The impulse response of an LTI (Linear Time-Invariant) filter is given by h(t) = 2e^(-2t) u(t), where u(t) is the unit step function.

(a) To determine the unit step response for this filter, we need to convolve the impulse response h(t) with the unit step function u(t).

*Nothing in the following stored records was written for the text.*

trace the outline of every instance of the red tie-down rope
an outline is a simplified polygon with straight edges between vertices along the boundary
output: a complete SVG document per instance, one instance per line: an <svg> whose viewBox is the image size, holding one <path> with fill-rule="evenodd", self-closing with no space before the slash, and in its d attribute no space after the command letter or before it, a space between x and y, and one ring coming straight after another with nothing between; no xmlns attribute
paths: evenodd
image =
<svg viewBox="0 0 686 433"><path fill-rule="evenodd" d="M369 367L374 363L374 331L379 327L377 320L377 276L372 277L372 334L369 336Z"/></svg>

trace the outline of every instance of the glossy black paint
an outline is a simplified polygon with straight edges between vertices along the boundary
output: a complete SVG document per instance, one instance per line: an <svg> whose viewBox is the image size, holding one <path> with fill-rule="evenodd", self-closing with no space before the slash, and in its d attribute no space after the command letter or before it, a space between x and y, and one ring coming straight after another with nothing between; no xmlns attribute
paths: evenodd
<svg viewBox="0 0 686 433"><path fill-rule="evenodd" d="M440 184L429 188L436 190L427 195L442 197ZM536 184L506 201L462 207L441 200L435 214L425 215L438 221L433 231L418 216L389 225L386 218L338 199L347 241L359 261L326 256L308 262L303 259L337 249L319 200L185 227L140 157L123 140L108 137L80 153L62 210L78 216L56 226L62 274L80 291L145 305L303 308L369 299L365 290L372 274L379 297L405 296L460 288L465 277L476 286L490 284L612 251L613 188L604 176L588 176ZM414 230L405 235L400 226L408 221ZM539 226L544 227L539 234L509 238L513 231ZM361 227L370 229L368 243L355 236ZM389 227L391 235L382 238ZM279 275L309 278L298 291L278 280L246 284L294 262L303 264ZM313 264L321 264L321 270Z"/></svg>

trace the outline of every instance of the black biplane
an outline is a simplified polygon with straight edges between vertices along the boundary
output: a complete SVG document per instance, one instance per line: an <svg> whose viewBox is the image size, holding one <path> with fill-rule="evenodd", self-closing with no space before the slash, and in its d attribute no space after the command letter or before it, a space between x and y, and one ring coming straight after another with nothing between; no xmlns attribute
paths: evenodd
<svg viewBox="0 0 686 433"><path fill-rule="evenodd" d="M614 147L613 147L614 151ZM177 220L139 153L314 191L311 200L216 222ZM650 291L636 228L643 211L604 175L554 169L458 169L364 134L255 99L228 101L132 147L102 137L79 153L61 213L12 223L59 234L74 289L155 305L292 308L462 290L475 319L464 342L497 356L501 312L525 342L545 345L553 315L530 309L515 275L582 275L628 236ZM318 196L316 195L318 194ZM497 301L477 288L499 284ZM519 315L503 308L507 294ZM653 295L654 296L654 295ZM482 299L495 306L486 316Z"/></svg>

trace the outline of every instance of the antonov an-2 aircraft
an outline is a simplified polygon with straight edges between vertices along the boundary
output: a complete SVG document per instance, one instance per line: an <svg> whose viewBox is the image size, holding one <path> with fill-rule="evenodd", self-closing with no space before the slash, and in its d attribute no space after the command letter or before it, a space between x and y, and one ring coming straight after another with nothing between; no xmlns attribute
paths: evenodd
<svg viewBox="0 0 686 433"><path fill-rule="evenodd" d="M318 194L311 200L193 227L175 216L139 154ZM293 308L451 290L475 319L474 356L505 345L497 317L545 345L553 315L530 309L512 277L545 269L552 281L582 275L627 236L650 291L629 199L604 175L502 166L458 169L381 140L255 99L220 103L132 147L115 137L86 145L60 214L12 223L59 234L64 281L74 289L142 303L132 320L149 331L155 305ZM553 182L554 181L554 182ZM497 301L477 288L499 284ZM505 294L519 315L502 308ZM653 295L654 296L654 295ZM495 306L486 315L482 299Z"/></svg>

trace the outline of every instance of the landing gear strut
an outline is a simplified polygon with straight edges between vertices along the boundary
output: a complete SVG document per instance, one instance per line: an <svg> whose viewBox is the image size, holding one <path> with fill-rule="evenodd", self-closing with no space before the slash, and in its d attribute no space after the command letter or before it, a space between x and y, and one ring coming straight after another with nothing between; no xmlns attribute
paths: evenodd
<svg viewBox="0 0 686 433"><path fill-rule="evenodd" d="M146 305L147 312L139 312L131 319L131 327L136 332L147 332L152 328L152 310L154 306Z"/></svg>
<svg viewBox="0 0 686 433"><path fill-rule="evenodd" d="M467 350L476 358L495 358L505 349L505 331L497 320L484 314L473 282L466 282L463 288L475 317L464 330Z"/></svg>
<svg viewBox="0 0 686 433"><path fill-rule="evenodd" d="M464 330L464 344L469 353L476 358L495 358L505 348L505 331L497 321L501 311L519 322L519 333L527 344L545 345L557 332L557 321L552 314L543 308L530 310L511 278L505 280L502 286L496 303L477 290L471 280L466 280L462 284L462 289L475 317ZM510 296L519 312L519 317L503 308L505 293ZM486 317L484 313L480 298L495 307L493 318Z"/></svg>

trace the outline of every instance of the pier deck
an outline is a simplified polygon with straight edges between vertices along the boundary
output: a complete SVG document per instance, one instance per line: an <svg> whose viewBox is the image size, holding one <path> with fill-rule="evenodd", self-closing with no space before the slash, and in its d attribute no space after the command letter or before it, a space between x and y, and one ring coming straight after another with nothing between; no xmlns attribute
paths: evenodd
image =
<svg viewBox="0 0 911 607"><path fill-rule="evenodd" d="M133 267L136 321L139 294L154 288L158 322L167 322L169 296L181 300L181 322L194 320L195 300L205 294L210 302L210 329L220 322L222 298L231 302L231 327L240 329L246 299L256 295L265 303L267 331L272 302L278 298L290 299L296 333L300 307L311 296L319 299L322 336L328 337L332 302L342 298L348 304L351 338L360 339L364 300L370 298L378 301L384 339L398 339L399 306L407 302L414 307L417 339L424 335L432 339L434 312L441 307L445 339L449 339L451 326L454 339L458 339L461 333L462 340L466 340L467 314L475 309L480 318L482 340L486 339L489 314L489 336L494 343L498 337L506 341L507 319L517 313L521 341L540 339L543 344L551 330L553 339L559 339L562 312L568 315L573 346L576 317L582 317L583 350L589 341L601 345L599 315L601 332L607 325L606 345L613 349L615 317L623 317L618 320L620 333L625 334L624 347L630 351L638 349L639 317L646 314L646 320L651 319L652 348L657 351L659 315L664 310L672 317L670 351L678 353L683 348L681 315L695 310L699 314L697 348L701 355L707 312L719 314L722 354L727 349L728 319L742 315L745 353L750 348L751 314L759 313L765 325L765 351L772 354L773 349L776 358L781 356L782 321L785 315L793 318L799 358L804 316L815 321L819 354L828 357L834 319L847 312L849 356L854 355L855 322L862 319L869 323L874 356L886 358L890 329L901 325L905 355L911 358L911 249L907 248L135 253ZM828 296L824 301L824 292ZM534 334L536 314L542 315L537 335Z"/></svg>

The convolution operation is denoted by *, and it is defined as:
s(t) = h(t) * u(t)
In this case, h(t) = 2e^(-2t) u(t) and u(t) = u(t), so the convolution becomes:
s(t) = (2e^(-2t) u(t)) * u(t)
To perform the convolution, we need to integrate the product of h(t) and u(t) over the range from 0 to t:
s(t) = ∫[0,t] (2e^(-2τ) u(τ)) dτ
The unit step function u(τ) is 1 for τ >= 0 and 0 for τ < 0. Therefore, we can simplify the integral by considering two cases:

1. For 0 ≤ τ ≤ t:
  s(t) = ∫[0,t] (2e^(-2τ)) dτ
       = -e^(-2τ) | [0,t]
       = -e^(-2t) + 1
2. For τ > t:
  s(t) = ∫[0,t] (2e^(-2τ) u(τ)) dτ + ∫[t,∞] (2e^(-2τ) u(τ)) dτ
       = ∫[0,t] (2e^(-2τ)) dτ + ∫[t,∞] 0 dτ
       = -e^(-2τ) | [0,t] + 0
       = -e^(-2t) + 1
Therefore, the unit step response s(t) for this filter is:
s(t) = -e^(-2t) + 1, for t ≥ 0

(b) To determine the output y(t) of the filter for the input x(t) = u(t+1) - u(t-3), we need to convolve the input signal x(t) with the impulse response h(t):
y(t) = x(t) * h(t)
Substituting the given values of x(t) and h(t) into the convolution equation, we have:
y(t) = (u(t+1) - u(t-3)) * (2e^(-2t) u(t))
Expanding the convolution and simplifying, we can split the integral into two parts:
y(t) = ∫[0,t] (2e^(-2τ) u(t+1-τ)) dτ - ∫[0,t] (2e^(-2τ) u(t-3-τ)) dτ
Considering two cases again:
1. For 0 ≤ τ ≤ t-1:
  y(t) = ∫[0,t-1] (2e^(-2τ)) dτ
       = -e^(-2τ) | [0,t-1]
       = -e^(-2(t-1)) + 1
2. For 0 ≤ τ ≤ t-3:
  y(t) = ∫[0,t-3] (2e^(-2τ)) dτ
       = -e^(-2τ) | [0,t-3]
       = -e^(-2(t-3)) + 1
Therefore, the output y(t) of the filter for the input x(t) = u(t+1) - u(t-3) is:
y(t) = -e^(-2(t-1)) + 1 - (-e^(-2(t-3)) + 1), for t ≥ 0.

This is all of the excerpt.